STEVE SIMMONS, POSTMEDIA NETWORK
Sept 15, 2016
The best goalie in the world. The best defenceman in the world. The best centre in the world. The best on-ice leader in the world.
Maybe the best coach in the world — and if not the best coach, certainly the best coaching staff.
How exactly does Team Canada not win the World Cup of Hockey?
They have Carey Price in goal. They have the easier of the two tournament draws. They have Drew Doughty on defence. They still have the easier tournament draw. They have Sidney Crosby, looking just like he looked upon winning the Conn Smythe Trophy. And yeah, they have Jonathan Toews, who wins just about everything.
Only two things can really beat Canada in this tournament. One, is Canada. The other is a red-hot opposing goalie. And the belief here is that neither of those are likely to happen.
Welcome to the World Cup of Hockey, a semi-contrived, made-for-September television event, set up to make a buck or three for the NHL and the NHLPA and to make Canadians feel great, yet again, about hockey.
And for part of a day or two we can put our collective Blue Jays angst aside and focus elsewhere.
This is a terrific event, but understand this: these are not the Olympic Games.
The feel is completely different. A different buzz. A different pressure. More than one Canadian player chuckled Thursday when I asked them about the pressure of playing at home.
You want pressure? Try winning hockey in Vancouver in 2010 with a whole country holding its breath. That’s pressure. Or, as Mike Babcock called it Thursday, it’s not pressure, it’s privilege.
This isn’t the Olympics. But don’t tell that to Dean Lombardi, general manager of Team USA. He all but choked up Thursday when trying to explain how much it meant to him to represent the United States. He couldn’t finish his sentences or complete his thoughts.
We can be cynical all we want about this World Cup of Hockey. Clearly, he isn’t.
This started way back as the Canada Cup, before Alan Eagleson turned it into a personal account and the name had to be changed to World Cup. But even that felt different than this. That was more us versus them. It didn’t matter who “them” was. Whomever they were, they were the hockey enemy. There was tension and intrigue to those events — and with it a whole lot of unknown.

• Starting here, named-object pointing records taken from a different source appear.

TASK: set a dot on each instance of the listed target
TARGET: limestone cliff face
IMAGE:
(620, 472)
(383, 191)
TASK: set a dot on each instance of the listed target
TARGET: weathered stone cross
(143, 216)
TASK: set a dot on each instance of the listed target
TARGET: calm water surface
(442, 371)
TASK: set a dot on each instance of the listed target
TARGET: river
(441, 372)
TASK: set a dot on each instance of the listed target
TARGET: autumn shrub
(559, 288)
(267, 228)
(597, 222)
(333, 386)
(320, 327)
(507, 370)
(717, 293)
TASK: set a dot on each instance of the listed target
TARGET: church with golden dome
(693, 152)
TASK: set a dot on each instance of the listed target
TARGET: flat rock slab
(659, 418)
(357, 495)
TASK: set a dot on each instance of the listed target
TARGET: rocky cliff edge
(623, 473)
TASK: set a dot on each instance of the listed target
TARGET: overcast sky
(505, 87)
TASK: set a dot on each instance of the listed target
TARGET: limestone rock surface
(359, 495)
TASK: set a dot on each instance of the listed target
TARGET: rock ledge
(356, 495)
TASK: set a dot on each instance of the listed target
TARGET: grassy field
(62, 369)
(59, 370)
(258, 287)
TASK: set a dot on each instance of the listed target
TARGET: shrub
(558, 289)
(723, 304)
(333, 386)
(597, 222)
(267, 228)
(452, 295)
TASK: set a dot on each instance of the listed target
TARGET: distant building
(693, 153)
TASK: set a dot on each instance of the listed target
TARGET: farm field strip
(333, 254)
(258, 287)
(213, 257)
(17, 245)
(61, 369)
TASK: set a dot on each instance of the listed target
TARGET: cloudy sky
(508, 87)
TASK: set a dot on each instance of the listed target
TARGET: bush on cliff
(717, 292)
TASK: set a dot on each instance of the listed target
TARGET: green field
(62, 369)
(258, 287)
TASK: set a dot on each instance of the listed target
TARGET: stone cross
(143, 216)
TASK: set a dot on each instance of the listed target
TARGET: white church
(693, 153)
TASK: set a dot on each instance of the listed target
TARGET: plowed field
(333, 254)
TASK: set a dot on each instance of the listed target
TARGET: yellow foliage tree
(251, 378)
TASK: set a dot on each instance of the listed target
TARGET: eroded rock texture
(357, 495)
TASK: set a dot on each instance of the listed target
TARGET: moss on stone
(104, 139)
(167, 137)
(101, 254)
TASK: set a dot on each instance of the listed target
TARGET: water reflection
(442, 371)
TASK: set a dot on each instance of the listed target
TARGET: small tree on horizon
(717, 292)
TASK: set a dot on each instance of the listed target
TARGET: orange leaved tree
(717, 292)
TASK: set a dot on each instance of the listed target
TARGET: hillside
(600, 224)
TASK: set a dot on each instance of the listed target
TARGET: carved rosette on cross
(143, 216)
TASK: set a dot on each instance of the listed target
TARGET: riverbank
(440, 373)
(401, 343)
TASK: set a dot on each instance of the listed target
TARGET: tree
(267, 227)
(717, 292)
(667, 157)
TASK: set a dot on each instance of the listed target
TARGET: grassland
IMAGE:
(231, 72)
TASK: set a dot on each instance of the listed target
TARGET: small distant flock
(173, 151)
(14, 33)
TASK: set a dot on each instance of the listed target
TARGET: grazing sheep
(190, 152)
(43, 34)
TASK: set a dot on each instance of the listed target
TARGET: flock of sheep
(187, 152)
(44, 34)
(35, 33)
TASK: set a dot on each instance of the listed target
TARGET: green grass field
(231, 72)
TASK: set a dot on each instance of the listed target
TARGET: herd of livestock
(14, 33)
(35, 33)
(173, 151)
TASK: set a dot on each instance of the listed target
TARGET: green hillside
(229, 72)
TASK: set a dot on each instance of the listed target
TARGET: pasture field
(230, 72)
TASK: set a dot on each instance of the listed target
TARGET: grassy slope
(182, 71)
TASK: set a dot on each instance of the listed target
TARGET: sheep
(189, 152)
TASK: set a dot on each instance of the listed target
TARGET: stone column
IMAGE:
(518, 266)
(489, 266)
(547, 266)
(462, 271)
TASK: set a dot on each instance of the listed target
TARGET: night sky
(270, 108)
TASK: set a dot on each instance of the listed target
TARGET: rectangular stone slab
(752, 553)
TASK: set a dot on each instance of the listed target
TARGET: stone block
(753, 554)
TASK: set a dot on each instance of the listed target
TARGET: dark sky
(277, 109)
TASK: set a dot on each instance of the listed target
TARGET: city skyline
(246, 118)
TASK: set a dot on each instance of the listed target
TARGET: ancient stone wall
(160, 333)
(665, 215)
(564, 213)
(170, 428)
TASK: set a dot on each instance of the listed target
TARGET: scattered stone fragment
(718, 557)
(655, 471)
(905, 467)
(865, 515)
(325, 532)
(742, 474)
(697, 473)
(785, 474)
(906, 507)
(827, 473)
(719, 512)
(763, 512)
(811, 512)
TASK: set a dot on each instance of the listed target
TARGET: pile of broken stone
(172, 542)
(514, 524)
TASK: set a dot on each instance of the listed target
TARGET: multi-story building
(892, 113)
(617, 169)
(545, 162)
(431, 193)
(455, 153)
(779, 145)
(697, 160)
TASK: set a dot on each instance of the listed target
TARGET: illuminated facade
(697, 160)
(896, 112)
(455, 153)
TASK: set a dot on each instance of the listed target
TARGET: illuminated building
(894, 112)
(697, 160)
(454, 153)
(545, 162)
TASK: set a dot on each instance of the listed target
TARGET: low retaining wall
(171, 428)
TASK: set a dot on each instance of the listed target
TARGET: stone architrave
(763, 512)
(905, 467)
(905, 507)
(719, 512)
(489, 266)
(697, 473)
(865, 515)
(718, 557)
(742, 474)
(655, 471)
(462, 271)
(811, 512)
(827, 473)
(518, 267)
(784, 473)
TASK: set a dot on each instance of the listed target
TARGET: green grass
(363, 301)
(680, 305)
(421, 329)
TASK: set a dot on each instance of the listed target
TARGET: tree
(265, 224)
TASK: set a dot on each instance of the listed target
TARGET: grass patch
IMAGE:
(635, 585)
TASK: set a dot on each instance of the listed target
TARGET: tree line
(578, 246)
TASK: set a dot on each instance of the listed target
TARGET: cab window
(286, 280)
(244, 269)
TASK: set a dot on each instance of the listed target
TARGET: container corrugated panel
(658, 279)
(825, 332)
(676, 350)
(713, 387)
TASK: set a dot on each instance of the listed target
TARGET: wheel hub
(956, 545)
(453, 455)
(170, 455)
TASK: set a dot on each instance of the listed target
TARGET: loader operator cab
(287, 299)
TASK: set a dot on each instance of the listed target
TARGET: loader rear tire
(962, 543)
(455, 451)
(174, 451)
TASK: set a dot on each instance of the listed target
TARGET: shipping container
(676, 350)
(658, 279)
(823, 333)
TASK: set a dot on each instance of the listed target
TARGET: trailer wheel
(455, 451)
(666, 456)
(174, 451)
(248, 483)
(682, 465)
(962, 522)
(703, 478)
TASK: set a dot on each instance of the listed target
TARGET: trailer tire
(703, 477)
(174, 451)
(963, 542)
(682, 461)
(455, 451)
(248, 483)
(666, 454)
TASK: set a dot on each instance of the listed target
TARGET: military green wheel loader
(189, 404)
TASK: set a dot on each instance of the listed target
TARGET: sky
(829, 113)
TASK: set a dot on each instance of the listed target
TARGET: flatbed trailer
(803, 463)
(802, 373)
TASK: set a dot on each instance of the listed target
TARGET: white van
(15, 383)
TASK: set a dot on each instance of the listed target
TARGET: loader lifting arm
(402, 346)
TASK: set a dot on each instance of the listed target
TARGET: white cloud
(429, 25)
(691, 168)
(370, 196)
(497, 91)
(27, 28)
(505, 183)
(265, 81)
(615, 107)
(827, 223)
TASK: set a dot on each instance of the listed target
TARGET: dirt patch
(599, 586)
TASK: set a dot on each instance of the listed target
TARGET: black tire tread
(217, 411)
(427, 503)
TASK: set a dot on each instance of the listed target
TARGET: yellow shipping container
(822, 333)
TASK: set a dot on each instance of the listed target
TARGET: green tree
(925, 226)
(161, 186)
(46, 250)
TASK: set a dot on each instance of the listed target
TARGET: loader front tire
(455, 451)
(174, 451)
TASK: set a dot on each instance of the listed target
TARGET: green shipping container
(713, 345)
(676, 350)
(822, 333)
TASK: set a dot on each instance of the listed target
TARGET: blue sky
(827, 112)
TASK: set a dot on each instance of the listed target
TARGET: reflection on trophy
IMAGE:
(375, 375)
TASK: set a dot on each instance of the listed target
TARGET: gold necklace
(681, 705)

It wasn’t Carey Price vs. Patrick Kane or Alex Ovechkin or Erik Karlsson. We can turn on our television sets any day of the hockey season and watch them play. We know their games. We know their styles. There should be no “who is that guy?” performances here.
We know just about everybody worth knowing.
But we didn’t know who Viktor Zhluktov was when he tied Bobby Orr and Denis Potvin for the scoring lead in the 1976 Canada Cup?
And we didn’t know about Vladimir Dzurilla when Darryl Sittler scoring on him in overtime to win gold in 1976?
And we didn’t know who Sergei Shepelev was when he scored three goals on Mike Liut in the final of 1981?
And we didn’t know a whole lot about Sergei Makarov when he finished just behind Wayne Gretzky and Mario Lemieux in scoring at the 1987 Canada Cup.
There was a certain built-in fear about the unknown back then. It was natural. We feared the country/opponent name. We feared the players whose names we barely knew.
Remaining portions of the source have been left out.